1.2. List im Sinne des § 870 ABGB ist bewusste Täuschung und setzt daher ein für die Entstehung des Irrtums vorsätzliches Verhalten des Irreführenden voraus (RIS-Justiz RS0014821). Allerdings kann die Irreführung auch durch Unterlassung der gebotenen Aufklärung erfolgen (7 Ob 529/91). Dass Schweigen insbesondere dann Arglist beinhalten kann, wenn der Schweigende eine ihm obliegende Aufklärungspflicht unterlässt, ist allgemein anerkannt (RIS-Justiz RS0014817; vgl auch RS0087570).

1.3. Wenn die Vorinstanzen in Anbetracht des Umstands, dass die Schule der Beklagten im Wiener Schulführer und auf ihrer Homepage wahrheitswidrig als M*****-Sekundarschule mit Öffentlichkeitsrecht beworben wurde, das Vorliegen von List annahmen, so ist dies nicht zu beanstanden, zumal der Beklagten bekannt war, dass ihrem Ansuchen auf Zuerkennung des Öffentlichkeitsrechts nicht nur nicht entsprochen worden war, sondern auch ein Sachbearbeiter für die Bearbeitung dieses Antrags eingesetzt wurde, der nach ihrer eigenen Einschätzung der M*****-Pädagogik und der Direktorin der Schule kritisch gegenüberstand (Urteil S 16).

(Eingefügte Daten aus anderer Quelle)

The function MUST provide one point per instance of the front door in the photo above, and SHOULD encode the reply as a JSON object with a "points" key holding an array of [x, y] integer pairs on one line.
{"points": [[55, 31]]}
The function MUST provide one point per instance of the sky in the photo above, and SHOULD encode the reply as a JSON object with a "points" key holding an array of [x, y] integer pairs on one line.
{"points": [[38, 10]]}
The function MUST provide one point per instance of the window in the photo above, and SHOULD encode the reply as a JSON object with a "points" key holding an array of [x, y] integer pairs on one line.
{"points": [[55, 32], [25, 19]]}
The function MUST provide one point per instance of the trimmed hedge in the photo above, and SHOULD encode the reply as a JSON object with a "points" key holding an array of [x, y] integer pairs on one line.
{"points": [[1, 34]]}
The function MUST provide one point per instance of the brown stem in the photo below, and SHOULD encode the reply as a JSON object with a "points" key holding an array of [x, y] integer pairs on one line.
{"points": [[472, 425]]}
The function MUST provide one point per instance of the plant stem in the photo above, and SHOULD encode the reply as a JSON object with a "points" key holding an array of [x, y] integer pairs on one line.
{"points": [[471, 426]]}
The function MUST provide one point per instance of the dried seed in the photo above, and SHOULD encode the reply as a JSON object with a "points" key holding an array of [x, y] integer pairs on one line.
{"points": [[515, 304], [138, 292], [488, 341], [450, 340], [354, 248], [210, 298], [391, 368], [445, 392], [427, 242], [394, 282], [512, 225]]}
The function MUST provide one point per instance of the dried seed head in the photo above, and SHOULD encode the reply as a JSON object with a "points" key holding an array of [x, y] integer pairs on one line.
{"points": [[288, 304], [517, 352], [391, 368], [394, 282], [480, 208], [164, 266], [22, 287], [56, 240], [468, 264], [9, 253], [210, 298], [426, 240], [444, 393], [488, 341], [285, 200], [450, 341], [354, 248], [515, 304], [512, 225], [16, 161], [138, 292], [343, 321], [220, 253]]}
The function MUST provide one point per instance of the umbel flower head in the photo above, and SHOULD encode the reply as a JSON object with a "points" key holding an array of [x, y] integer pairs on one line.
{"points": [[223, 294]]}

1.5. Liegt aber auf Seiten der Beklagten List vor, so bedurfte es keines Eingehens auf die Frage, ob überhaupt eine Rückabwicklung der im Rahmen eines Schulvertrags erbrachten Leistungen möglich ist, reicht doch für die Rückabwicklung eines Dauerschuldverhältnisses ex tunc bereits aus, dass entweder Arglist vorliegt oder keine Rückabwicklungsschwierigkeiten auftreten. Die Ratio hinter der Bejahung der Rückabwicklung ex tunc bei Vorliegen von List ist, dass dem Handelnden nicht der Erfolg seiner Tat belassen werden soll (Rummel in Rummel, ABGB3 § 859 Rz 27). Diese Überlegung erscheint auch im vorliegenden Fall durchaus sachgerecht.

2. Wenn die Vorinstanzen die von der Beklagten erbrachten Leistungen in Anbetracht des Umstands, dass die Tochter der Klägerin die Kenntnis des Lehrstoffs nachträglich durch die Ablegung externer Prüfungen dokumentieren musste, als rechtlich wertlos einstuften, haben diese den ihnen hier zukommenden Beurteilungsspielraum nicht verlassen. Es wäre der Beklagten freigestanden, die ihr bekannte verwaltungsrechtliche Rechtslage der von ihr betriebenen Schule offenzulegen und auf Basis wahrheitsgemäßer und vollständiger Information einen Vertragsschluss mit der Klägerin herbeizuführen.

3. Damit hängt die Lösung des vorliegenden Falls nicht von Rechtsfragen der in § 502 Abs 1 ZPO geforderten Qualität ab, sodass die Revision spruchgemäß zurückzuweisen war.

4. Die Entscheidung über die Kosten des Revisionsverfahrens gründet sich auf §§ 41, 50 ZPO. Die Klägerin hat auf die Unzulässigkeit der Revision hingewiesen.